For the government, CDCs were the logical gateway to community-level administration that could mobilise local support for the APRP. The mechanics of the APRP validation procedure for reintegrees is outside of the remit of CDCs. Instead, CDCs’ contribution has been indirect, supporting community recovery in relation to the reintegration process. There are many cases documented of ex-combatants finding or even creating employment in the locality of their reintegration. In several cases, reintegrees have become members of – or have even ended up leading – their local CDC.

The involvement of the NSP in the APRP, however, has come at a cost. The NSP has always gone to great lengths to steer a non-political path, placing more emphasis on demand-driven activities that engender trust, while simultaneously building community capacity to take on responsibility and ownership for their own wellbeing. So it was with great trepidation that the NSP became involved with the reintegration of ex-combatants. In the end, this was managed by ensuring their inclusion was agreed in a consensual manner, and that any financial or other incentive attached to reintegration also benefited the whole community.

The NSP only engaged in the third of the three APRP stages, the Consolidation of Peace, which it supported through its Community Recovery Intensification and Prioritisation activities. It targeted entire communities in line with the “do no harm” principle, and thereby sought to minimise further conflicts over limited development resources between the core community and the reintegrees.

In some areas of higher resistance, the NSP either postponed the process or staggered it in carefully agreed phases. Some elected members of CDCs are also members of the local shuras and so can reflect the views of more traditional and culturally bound decision-making mechanisms. In districts with a significant number of reintegrees, the APRP initially asked that the NSP devise a mechanism so that a reintegree would automatically be appointed to the CDC structure, giving them an active voice and role in the CDC’s workings. The NSP refused such a procedure on the grounds that one of its core elements must remain the democratic, secret ballot election of CDC members by the wider community. Only a reintegree elected into the CDC can be recognised.

Attention to local sensitivity has helped the NSP avoid becoming too great a target for the Taliban. But this may change as the spectrum of targets broadens in response to the imminent withdrawal of international troops in 2014, which insurgents regard as a retreat, and the presidential election, also in 2014, which is viewed by some Afghans as a skewed and corrupt process and is actively being undermined by insurgents.

Holistic reintegration

Peace or stabilisation approaches often rely too heavily on central state authority and external models, reflecting assumptions that seldom hold when tested in local contexts. Failure to engage in dialogue and consensus building at the local level often results in unachievable targets, overly ambitious objectives and inappropriate peacebuilding strategies.

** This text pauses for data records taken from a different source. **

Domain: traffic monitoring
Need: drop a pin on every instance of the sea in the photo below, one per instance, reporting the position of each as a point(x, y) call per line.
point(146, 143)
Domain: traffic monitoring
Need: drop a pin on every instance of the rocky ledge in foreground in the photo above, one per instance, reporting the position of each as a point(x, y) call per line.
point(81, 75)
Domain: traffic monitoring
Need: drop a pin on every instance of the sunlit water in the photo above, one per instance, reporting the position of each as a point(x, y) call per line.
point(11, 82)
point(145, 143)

The APRP has achieved some results, especially at national level, but these have not been matched locally, especially with regard to support for host communities. At the national level the APRP has developed a reintegration strategy, an implementation plan with timelines supported by a Peace and Reintegration Trust Fund, and policies and operational guidelines. But it has failed to extend the programme sufficiently to the grassroots and develop an inclusive design involving the very communities expected to absorb ex-combatants.

Reviews of the APRP processes, and especially feedback from institutions at the local level and from people directly involved in its implementation, found that successful reintegration of ex-combatants occurred as part of a larger development package to enhance community livelihoods. The lesson of collaboration between the APRP and CDCs is that a more developmental approach to reintegration that emphasises the welfare of recipient communities may be more effective – not least by helping to distance local reintegration from the national counter-insurgency agenda that many Afghans do not consider legitimate.